Breaking the Cycle of Defensiveness and Blame

Breaking the Cycle of Defensiveness and Blame

Last week I wrote about what happens when we face conflict and we stop seeing each other as people. We stop seeing that our opponents have strengths, flaws, needs, and aspirations — just as we do. Instead, we reduce each other to less than human.

These strategies may make us feel better. But any relief we feel is just temporary. And we’re not working toward resolving the conflict.

The authors of Crucial Conversations explain that when we’re facing conflict, we follow common patterns they call clever stories[1]. Let’s take a moment to listen for and interpret the clever stories we tend to tell ourselves:

  • The Victim Story. Signature phrase: “It’s not my fault.”
  • The Villain Story. Signature phrase: “It’s all YOUR fault.” (A close cousin to the Victim Story. Notice that the emphasis shifts from YOUR innocence to THEIR guilt.)
  • The Helpless Story. Signature phrase: “There’s nothing I can do.”

First off, yes. Very occasionally, these stories are true. Sometimes you really are the victim, there really is a villain, and/or there’s really nothing you can do.

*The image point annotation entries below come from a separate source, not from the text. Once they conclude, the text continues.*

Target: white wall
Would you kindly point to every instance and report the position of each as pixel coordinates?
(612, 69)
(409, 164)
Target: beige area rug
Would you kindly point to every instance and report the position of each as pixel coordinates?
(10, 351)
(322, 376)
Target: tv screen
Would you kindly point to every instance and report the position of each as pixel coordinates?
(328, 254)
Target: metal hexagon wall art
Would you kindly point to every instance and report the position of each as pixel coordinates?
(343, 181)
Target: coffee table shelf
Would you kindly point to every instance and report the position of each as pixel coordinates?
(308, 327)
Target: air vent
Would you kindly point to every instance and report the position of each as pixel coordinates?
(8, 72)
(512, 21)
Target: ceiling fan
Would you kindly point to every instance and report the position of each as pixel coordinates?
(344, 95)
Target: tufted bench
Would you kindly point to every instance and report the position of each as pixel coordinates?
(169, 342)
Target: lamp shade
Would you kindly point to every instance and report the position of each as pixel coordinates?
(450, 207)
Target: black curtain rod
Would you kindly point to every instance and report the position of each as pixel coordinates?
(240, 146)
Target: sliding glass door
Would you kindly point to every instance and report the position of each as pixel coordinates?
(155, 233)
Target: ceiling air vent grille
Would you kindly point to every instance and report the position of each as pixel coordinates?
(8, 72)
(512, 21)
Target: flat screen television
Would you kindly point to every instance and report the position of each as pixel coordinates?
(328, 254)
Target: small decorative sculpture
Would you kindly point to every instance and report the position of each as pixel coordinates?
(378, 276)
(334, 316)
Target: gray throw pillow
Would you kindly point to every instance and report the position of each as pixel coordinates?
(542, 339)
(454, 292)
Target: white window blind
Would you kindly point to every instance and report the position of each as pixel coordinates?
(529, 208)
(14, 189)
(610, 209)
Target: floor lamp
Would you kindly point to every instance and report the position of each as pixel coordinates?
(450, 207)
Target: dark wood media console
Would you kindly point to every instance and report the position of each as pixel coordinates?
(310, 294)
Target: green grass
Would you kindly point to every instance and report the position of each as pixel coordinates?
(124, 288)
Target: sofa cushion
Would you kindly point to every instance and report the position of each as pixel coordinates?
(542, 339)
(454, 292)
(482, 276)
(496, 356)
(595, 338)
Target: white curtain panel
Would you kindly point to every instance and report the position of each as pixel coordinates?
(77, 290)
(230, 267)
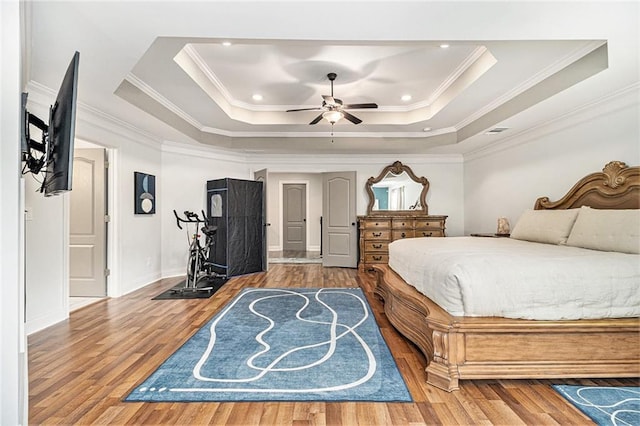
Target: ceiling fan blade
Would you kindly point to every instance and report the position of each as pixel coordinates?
(351, 118)
(329, 100)
(304, 109)
(317, 119)
(361, 106)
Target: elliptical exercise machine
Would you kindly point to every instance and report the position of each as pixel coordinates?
(199, 267)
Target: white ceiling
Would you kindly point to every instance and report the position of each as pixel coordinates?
(162, 68)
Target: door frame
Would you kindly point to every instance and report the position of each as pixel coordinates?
(281, 184)
(111, 239)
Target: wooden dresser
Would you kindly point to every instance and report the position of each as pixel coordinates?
(377, 231)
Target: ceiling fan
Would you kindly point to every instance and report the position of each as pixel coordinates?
(333, 108)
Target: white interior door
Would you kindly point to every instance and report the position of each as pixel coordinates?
(87, 238)
(294, 217)
(261, 176)
(339, 230)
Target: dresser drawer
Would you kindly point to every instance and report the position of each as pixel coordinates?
(429, 224)
(377, 224)
(377, 234)
(402, 224)
(399, 234)
(376, 258)
(429, 233)
(372, 246)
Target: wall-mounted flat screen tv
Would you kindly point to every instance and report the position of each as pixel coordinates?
(61, 134)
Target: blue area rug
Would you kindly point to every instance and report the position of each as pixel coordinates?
(282, 345)
(605, 405)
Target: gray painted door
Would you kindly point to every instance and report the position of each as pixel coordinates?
(87, 239)
(339, 230)
(294, 216)
(261, 176)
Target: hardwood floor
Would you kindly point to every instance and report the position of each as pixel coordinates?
(81, 369)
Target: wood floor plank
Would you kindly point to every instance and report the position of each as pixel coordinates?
(81, 369)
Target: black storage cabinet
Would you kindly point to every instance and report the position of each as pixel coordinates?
(235, 207)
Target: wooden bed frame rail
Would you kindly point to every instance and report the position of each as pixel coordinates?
(502, 348)
(488, 347)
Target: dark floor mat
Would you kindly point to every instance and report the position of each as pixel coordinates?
(179, 292)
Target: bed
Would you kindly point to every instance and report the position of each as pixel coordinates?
(468, 345)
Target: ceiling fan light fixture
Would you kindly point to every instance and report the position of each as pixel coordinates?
(332, 116)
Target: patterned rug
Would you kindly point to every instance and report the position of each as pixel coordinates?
(605, 405)
(282, 345)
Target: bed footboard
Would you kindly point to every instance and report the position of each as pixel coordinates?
(501, 348)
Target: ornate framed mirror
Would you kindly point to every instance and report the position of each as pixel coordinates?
(397, 190)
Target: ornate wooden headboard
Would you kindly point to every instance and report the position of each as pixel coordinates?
(616, 187)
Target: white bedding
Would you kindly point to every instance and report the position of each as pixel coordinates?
(504, 277)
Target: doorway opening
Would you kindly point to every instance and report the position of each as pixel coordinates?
(88, 222)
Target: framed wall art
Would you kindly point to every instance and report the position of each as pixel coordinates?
(145, 193)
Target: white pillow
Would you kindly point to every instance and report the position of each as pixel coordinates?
(545, 226)
(607, 230)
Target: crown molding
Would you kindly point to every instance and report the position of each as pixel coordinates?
(532, 81)
(274, 161)
(153, 94)
(620, 99)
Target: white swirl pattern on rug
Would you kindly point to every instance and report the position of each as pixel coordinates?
(619, 412)
(337, 331)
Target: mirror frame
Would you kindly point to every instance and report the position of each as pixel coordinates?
(397, 168)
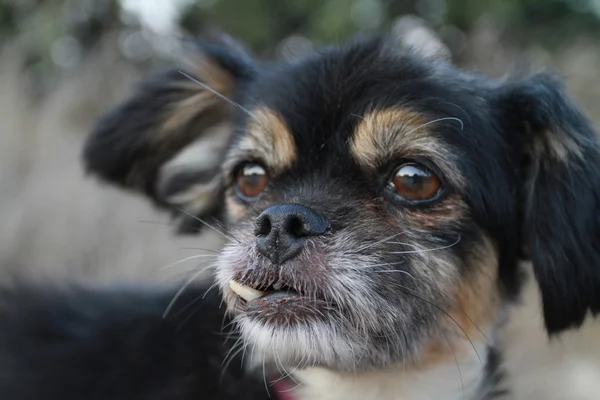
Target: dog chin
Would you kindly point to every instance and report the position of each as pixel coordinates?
(299, 346)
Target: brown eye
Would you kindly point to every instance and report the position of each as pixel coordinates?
(415, 182)
(251, 180)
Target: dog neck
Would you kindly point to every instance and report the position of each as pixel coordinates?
(460, 379)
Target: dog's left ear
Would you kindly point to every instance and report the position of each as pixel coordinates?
(560, 196)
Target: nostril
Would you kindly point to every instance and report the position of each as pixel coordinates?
(263, 226)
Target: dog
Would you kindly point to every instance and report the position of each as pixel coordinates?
(377, 205)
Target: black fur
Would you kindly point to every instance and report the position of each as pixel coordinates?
(113, 343)
(561, 198)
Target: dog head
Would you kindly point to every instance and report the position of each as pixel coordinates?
(376, 202)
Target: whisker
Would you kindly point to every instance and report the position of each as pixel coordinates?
(427, 250)
(199, 248)
(378, 242)
(208, 225)
(219, 95)
(440, 292)
(462, 383)
(180, 291)
(462, 126)
(197, 256)
(409, 291)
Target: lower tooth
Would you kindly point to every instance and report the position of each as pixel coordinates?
(245, 292)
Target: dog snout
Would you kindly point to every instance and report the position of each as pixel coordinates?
(281, 230)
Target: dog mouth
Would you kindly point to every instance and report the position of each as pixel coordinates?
(270, 293)
(279, 305)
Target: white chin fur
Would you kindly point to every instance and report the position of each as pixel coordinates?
(296, 347)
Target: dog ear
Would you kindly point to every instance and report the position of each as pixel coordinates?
(168, 140)
(560, 196)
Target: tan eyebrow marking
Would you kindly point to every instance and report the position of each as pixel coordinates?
(268, 137)
(400, 132)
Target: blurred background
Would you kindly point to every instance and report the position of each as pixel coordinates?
(62, 63)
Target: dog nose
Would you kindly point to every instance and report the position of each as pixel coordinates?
(281, 230)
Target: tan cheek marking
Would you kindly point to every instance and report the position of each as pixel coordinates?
(268, 136)
(475, 306)
(379, 130)
(235, 211)
(439, 216)
(386, 134)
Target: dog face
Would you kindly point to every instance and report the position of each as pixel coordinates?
(376, 202)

That said, far more frequently, we tell ourselves clever stories—in the privacy of our own minds, or maybe to our peers and supporters—to let ourselves off the hook. That way, we feel justified in not taking action or addressing the issue at hand.

Of course, like many things in human nature, it’s MUCH easier to see these patterns of flawed thinking in other people than it is to see those patterns in ourselves.

So how can you determine if your stories are just excuses? Ask yourself three key questions.

  • If you hear yourself claiming your victimhood, ask yourself: “In what ways am I pretending not to notice my role in the problem?”
  • If you hear yourself blaming someone else, ask yourself: “Why would a reasonable and decent person do what this person is doing?”
  • If you’re telling yourself there’s nothing you can do, ask yourself: “What do I really want? And if I really wanted that, what would I do right now?”

YOUR TURN: When you ask yourself these questions, what do you notice? What shifts? And what courageous conversations do you need to pursue?

NEXT WEEK: We’ll look at conflict in action, and a surprising approach to handling criticism.

[1] These ideas and strategies are inspired by and adapted from Crucial Conversations.